The main component of this data publication is a dataset of predicted daily nutrient concentrations for NO3-N and TP for 150 monitoring stations along 60 German rivers (main rivers). The aim of this dataset is to fill the data gap of daily nutrient concentrations for a better understanding of nutrient transport from the rivers to the seas. So far, nutrient concentrations are sampled on a fortnightly basis, which can be insufficient for nutrient retention models working on a daily basis. With this method and available datasets, river basin managers have the opportunity to look at nutrient concentrations or load patterns on a finer resolution to adapt their management to improve water quality.
The dataset was obtained by a random forest model (RF) based on measured NO3-N and TP concentrations between the years 2000 and 2019. The data was requested or where available downloaded from official websites of the Federal States or River Basins. Different variables for NO3-N and TP were finally considered in the models to produce the RF, like discharge, land use, day of the year.
The following data is found in the data download zip file:
Dataset as csv: Dataset of predicted daily nutrient concentrations for NO3-N and TP for 150 monitoring stations along 60 German rivers.

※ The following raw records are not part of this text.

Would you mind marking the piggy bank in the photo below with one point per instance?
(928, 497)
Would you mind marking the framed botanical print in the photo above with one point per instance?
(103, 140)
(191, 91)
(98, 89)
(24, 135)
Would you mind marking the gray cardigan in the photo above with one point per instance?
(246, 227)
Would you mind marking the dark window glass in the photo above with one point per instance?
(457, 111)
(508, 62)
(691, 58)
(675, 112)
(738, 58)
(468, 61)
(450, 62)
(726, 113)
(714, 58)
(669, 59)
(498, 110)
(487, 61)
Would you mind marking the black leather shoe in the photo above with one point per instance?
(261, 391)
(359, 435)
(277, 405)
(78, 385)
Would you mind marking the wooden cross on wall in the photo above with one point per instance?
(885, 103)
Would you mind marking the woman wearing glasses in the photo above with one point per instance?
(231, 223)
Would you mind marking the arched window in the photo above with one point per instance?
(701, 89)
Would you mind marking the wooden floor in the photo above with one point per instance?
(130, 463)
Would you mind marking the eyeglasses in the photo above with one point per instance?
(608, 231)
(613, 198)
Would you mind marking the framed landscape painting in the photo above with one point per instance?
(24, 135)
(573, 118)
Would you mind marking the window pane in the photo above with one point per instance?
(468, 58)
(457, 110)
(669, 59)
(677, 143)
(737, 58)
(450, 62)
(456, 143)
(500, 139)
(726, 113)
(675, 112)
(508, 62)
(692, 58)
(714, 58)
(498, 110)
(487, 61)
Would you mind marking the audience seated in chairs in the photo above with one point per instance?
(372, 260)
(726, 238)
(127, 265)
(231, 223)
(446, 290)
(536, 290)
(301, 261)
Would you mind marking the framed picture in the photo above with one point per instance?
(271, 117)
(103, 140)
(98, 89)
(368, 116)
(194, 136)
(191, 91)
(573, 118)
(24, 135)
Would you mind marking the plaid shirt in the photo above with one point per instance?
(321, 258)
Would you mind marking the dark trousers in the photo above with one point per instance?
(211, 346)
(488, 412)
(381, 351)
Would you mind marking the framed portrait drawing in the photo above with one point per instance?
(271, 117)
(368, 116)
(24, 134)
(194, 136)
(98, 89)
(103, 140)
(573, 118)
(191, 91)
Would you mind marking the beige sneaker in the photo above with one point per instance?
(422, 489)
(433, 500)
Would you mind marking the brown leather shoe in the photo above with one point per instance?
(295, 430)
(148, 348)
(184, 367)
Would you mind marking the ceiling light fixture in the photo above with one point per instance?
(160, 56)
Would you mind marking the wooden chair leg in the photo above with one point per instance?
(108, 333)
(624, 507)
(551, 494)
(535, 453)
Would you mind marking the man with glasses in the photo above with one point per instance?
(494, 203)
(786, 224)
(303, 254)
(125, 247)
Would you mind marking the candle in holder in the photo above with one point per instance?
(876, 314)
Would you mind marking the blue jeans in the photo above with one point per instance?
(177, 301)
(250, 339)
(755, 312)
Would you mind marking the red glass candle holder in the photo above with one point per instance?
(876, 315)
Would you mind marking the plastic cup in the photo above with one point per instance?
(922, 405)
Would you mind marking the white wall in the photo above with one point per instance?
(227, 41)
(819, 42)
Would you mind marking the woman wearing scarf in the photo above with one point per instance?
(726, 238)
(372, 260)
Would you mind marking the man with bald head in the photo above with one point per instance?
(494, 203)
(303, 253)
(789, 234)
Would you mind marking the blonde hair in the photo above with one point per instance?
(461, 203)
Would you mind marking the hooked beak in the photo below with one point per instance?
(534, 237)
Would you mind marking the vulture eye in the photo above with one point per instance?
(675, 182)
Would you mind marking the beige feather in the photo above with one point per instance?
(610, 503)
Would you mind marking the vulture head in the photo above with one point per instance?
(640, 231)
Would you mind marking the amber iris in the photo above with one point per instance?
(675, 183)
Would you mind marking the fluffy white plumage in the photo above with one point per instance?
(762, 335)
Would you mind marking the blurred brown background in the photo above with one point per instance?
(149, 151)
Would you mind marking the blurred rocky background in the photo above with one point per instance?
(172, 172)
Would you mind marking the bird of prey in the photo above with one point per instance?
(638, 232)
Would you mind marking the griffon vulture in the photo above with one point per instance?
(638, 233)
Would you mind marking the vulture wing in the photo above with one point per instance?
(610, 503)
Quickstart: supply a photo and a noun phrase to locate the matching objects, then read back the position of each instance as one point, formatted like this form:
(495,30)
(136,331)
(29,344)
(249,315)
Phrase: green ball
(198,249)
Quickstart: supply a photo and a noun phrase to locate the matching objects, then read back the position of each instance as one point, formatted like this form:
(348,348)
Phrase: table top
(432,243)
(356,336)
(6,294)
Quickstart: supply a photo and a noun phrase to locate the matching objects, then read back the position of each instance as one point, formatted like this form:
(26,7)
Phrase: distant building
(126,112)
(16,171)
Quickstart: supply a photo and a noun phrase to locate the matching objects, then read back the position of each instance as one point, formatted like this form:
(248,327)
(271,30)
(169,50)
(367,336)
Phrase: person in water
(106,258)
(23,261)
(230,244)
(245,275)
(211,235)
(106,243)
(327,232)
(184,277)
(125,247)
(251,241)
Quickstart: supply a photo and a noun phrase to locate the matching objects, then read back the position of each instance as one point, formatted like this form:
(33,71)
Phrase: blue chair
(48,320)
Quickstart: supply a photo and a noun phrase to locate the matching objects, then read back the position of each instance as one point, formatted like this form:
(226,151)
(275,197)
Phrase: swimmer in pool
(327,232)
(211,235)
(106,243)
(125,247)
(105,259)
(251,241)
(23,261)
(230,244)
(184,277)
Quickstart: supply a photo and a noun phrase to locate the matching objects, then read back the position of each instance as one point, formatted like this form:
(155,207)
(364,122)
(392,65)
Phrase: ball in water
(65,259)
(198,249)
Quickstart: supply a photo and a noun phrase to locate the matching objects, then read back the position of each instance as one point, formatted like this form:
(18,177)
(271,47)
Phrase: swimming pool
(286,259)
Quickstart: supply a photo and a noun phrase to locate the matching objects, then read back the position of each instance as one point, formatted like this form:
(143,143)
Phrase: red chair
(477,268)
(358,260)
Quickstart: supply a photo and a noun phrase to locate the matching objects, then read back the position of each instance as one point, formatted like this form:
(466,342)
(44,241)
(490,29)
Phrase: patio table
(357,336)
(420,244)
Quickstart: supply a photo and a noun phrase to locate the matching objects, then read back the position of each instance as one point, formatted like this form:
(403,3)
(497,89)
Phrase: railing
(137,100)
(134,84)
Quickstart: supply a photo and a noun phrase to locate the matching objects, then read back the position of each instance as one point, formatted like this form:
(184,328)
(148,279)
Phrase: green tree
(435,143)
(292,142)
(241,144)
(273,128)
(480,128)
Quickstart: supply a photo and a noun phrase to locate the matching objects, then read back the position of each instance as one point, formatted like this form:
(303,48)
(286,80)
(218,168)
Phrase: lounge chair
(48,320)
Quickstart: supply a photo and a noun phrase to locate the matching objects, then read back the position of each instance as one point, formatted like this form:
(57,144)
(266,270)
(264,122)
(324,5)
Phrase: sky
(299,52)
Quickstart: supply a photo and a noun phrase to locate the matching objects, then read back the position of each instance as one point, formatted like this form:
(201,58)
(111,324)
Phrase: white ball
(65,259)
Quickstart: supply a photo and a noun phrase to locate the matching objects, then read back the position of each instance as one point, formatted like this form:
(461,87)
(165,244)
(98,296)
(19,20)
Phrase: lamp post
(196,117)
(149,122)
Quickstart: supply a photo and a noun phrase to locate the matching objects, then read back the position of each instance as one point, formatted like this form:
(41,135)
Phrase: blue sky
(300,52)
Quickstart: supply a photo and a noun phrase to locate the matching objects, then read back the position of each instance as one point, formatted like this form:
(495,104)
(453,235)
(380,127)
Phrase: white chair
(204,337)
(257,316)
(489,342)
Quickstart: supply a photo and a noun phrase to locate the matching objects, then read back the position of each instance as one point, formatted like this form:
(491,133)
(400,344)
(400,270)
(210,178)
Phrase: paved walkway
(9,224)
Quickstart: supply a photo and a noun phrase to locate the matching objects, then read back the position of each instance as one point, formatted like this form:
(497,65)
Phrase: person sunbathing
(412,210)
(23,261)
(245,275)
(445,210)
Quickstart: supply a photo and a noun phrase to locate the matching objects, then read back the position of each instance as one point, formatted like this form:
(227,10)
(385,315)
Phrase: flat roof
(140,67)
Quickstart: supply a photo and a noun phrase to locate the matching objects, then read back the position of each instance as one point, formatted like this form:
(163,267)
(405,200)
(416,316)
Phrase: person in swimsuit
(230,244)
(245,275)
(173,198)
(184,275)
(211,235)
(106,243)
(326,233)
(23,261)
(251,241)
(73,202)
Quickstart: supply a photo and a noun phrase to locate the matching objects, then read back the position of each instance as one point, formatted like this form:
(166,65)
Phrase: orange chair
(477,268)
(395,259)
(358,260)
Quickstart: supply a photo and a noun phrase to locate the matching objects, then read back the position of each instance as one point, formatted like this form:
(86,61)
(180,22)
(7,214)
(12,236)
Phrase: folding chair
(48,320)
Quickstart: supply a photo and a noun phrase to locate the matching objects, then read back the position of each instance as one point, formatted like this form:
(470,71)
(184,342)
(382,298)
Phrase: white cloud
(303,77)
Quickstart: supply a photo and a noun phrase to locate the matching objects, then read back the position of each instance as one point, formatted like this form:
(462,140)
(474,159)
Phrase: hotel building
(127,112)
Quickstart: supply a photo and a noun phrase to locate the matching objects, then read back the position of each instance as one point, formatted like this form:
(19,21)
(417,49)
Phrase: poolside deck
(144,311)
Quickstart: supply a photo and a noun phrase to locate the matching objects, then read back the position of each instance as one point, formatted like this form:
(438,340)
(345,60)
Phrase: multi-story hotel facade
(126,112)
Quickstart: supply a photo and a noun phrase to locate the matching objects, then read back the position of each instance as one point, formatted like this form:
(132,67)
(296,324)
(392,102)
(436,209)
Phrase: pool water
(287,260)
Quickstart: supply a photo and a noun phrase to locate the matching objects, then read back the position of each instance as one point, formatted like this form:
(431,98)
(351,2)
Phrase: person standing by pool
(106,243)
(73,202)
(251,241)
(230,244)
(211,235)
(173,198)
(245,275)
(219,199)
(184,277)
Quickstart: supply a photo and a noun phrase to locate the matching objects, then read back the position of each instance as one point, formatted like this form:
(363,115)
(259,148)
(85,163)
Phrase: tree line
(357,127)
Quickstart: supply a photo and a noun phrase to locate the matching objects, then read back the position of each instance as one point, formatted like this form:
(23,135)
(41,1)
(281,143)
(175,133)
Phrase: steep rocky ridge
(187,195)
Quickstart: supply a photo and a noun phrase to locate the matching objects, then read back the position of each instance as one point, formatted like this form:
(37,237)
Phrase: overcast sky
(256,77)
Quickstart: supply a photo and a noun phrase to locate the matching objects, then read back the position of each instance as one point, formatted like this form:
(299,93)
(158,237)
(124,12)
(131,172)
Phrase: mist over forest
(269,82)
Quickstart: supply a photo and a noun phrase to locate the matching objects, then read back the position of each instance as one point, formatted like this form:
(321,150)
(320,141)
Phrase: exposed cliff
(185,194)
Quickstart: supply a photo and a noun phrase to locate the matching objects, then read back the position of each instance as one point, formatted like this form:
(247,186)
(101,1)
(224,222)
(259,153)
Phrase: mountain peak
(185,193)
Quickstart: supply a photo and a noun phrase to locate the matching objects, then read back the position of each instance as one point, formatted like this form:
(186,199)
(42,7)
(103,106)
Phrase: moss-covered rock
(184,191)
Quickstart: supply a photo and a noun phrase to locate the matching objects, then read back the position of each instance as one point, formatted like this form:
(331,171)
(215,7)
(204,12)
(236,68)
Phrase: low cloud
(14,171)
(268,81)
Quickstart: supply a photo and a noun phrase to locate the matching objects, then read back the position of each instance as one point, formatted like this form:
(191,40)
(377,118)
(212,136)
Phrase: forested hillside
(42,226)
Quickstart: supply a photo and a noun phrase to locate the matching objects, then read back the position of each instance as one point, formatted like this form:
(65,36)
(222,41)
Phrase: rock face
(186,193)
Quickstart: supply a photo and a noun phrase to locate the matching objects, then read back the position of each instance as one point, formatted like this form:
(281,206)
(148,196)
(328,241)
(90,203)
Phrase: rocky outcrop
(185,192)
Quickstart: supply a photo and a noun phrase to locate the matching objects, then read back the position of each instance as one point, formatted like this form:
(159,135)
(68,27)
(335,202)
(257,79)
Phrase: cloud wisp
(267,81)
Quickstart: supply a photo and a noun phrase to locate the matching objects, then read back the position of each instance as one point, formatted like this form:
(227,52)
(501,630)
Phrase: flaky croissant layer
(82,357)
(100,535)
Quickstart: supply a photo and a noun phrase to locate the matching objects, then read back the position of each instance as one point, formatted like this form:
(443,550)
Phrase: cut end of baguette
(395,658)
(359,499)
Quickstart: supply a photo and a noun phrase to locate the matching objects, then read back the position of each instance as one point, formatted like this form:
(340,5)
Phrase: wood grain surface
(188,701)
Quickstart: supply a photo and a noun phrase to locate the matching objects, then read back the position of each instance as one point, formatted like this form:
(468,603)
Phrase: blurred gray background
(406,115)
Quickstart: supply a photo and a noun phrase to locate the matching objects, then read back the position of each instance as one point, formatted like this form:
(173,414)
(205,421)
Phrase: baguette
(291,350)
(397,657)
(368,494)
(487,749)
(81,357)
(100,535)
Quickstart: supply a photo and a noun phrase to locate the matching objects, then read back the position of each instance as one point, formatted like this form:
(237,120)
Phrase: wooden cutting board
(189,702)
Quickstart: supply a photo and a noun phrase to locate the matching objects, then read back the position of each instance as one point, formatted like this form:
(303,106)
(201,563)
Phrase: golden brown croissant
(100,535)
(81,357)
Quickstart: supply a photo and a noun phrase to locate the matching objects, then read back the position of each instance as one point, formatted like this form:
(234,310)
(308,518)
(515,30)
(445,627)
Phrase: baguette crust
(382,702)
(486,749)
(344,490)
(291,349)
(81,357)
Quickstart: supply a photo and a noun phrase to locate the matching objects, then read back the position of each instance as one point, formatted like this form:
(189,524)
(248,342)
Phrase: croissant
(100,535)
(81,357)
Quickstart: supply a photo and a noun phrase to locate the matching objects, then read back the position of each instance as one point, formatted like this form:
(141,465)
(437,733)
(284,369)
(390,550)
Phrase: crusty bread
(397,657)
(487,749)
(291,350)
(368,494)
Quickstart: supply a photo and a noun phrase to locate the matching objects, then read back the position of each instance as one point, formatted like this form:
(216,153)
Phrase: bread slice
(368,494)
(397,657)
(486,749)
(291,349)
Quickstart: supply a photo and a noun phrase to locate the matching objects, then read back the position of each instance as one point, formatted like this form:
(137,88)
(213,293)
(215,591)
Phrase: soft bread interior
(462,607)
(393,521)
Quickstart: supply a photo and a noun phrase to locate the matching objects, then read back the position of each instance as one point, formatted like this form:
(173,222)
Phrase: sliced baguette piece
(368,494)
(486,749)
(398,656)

Figures as pdf: Comparison of predicted values based on different distributions (mean and mode) for annual cycles of NO3-N and TP concentrations and loads for 150 locations along 60 rivers in Germany.
Coding of monitoring stations as csv: The basic step for the analysis was finding pairs of gauges and water quality stations. These pairs were then coded and used in the model as ID. This coding file contains the names of monitoring stations and gauges for each ID as well as the number of NO3-N, TP concentrations, discharges and years applied.
Variable importance as figure and explanation as csv: Several RF variants with different sets of variables were built. Starting with 11 variables and iteratively considering which were most important. Variables are explained in a csv and their importance for each variant is shown in the figure.
Random Forests for TP and NO3-N as R.data: The best performing Random Forests for NO3-N (variant 7) and TP (variant 1) are stored as R.data files for further application.